The formation of the fiberglass web includes consolidation as by adhesion or thermal bonding. Adhesion bonding may include the application of a discontinuous phenolic, latex or other suitable adhesive to bind the fibers to one another. Thermal bonding contemplates incorporation of synthetic bonding fibers, e.g., generally bi-component fibers with polyethylene and polypropylene. Thermal bonding may utilize oven heating, calendaring or both. In all cases, the adhesive or bonding has little or no effect on the tile noise reduction coefficient value.
For non-woven structures to be suitable for acoustical ceiling tile applications, they generally satisfy various industry standards and building codes relating to noise reduction. For example, industry standards typically specify the acoustical ceiling tile to have a noise reduction coefficient (NRC) according to ASTM C423 of at least about 0.55.
A detailed method of measuring NRC is outlined in ASTM C423. NRC is represented by a number between 0 and 1.00, which indicates the percentage of absorbed sound. For example, an acoustical panel having an NRC value of 0.60 will absorb 60% and deflect 40% of the sound. Another method to test the sound absorption property is estimated NRC (eNRC), which is measured using a smaller sample size via an impedance tube as detailed in ASTM E1050-98.

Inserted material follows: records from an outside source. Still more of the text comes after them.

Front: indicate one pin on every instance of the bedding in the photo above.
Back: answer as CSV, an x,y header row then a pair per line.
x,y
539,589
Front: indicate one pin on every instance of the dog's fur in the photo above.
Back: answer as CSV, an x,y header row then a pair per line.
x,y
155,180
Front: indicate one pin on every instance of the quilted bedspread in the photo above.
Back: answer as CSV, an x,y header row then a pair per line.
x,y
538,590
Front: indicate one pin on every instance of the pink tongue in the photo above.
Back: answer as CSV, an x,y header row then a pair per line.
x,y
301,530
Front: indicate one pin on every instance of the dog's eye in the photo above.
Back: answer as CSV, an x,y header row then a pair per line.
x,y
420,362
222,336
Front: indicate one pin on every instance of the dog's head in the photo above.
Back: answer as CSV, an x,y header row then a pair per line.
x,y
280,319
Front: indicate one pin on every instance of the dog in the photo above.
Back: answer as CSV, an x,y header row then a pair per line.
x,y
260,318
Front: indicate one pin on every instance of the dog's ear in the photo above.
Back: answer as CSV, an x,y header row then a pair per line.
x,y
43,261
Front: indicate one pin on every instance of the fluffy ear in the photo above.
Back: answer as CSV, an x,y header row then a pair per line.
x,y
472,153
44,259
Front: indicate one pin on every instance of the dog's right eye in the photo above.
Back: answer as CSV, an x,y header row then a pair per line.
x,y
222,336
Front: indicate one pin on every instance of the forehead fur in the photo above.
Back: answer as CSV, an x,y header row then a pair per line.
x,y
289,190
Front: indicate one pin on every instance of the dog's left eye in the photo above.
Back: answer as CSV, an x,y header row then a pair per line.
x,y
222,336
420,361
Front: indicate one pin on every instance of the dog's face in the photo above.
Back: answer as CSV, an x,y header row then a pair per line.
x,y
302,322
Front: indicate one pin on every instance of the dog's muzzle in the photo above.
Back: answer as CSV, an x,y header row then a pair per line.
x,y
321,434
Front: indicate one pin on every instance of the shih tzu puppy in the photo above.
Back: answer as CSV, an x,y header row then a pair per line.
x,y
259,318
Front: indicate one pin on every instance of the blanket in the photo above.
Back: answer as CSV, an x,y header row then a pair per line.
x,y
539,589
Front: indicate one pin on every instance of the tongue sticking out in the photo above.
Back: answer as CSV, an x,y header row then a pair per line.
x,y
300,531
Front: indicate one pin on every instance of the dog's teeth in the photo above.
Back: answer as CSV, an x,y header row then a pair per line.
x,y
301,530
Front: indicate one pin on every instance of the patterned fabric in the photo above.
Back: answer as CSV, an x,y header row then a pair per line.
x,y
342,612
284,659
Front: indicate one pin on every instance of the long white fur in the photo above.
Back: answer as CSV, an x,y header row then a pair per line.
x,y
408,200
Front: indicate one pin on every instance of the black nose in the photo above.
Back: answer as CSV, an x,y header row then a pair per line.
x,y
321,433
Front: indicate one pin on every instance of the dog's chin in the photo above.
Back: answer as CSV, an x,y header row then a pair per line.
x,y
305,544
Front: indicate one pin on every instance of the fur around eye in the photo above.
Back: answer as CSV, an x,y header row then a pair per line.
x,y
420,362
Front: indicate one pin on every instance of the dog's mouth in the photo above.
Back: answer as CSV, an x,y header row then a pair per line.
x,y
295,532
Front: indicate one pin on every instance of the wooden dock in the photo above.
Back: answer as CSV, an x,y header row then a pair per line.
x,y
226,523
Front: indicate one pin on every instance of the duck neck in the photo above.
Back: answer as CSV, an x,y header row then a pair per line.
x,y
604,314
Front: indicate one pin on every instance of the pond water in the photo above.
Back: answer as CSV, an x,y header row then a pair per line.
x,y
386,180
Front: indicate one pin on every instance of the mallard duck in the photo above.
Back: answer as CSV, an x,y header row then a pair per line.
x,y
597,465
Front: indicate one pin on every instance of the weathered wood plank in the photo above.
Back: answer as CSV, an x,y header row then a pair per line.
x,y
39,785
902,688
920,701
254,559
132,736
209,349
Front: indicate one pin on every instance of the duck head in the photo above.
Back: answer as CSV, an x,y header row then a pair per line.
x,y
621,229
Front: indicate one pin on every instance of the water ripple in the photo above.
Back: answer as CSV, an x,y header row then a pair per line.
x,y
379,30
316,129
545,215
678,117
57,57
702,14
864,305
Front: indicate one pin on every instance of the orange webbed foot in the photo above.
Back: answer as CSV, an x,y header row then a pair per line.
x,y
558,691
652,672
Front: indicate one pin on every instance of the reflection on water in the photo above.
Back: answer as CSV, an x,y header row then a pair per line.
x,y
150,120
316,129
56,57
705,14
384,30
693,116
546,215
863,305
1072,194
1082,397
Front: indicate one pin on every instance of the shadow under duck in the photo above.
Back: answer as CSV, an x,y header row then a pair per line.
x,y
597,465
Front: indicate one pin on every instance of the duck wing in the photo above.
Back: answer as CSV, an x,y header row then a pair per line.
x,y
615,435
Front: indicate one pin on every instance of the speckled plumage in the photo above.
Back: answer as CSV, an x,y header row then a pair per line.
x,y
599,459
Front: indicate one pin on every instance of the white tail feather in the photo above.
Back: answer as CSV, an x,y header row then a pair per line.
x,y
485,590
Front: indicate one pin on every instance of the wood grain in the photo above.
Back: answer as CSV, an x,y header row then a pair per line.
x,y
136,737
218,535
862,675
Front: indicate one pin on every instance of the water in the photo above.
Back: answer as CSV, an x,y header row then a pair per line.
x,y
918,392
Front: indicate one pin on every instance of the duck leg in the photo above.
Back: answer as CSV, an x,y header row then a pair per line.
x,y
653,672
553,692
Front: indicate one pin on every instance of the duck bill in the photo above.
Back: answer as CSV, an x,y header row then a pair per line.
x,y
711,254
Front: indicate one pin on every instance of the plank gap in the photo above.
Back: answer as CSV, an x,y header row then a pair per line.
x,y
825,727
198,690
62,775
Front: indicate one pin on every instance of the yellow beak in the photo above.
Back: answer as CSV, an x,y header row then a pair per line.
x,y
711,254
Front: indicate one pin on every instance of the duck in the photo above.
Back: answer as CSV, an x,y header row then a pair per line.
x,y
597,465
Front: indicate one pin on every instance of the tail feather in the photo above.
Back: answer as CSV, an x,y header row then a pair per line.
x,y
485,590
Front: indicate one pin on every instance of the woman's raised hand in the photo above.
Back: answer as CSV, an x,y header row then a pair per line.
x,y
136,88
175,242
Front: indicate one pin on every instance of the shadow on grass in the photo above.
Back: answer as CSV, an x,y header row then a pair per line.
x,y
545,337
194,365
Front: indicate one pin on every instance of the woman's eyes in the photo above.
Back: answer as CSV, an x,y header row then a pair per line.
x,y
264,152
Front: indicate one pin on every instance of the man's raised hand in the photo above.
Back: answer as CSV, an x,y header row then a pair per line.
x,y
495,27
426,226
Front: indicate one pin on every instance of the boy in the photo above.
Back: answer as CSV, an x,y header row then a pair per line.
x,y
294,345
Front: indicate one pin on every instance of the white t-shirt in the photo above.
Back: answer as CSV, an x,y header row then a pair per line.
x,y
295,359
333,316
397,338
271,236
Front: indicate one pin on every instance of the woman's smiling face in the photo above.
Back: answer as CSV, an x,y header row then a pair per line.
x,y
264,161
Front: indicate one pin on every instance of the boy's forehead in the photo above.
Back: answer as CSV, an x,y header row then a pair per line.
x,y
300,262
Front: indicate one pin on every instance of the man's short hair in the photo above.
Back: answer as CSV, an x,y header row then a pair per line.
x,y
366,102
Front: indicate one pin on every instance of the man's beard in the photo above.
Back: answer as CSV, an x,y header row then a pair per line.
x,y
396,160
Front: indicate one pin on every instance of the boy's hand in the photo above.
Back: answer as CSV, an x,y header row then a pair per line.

U.S. Pat. No. 6,443,256, owned by the assignee of this application, discloses a mineral wool dual layer ceiling tile wherein the base mat or layer has low mineral wool content and the surface layer has high mineral wool content. The base mat is indicated to contain 5-25 weight % mineral wool and the surface layer contains 70-90 weight % mineral wool. Other ingredients in either or both layers are indicated to include dyes, pigments, inorganic fillers, antioxidants, surfactants, water repellents, fire retardants and the like. The tile is made by a water-felting process and is indicated to provide a noise reduction coefficient (NRC) of at least about 0.50.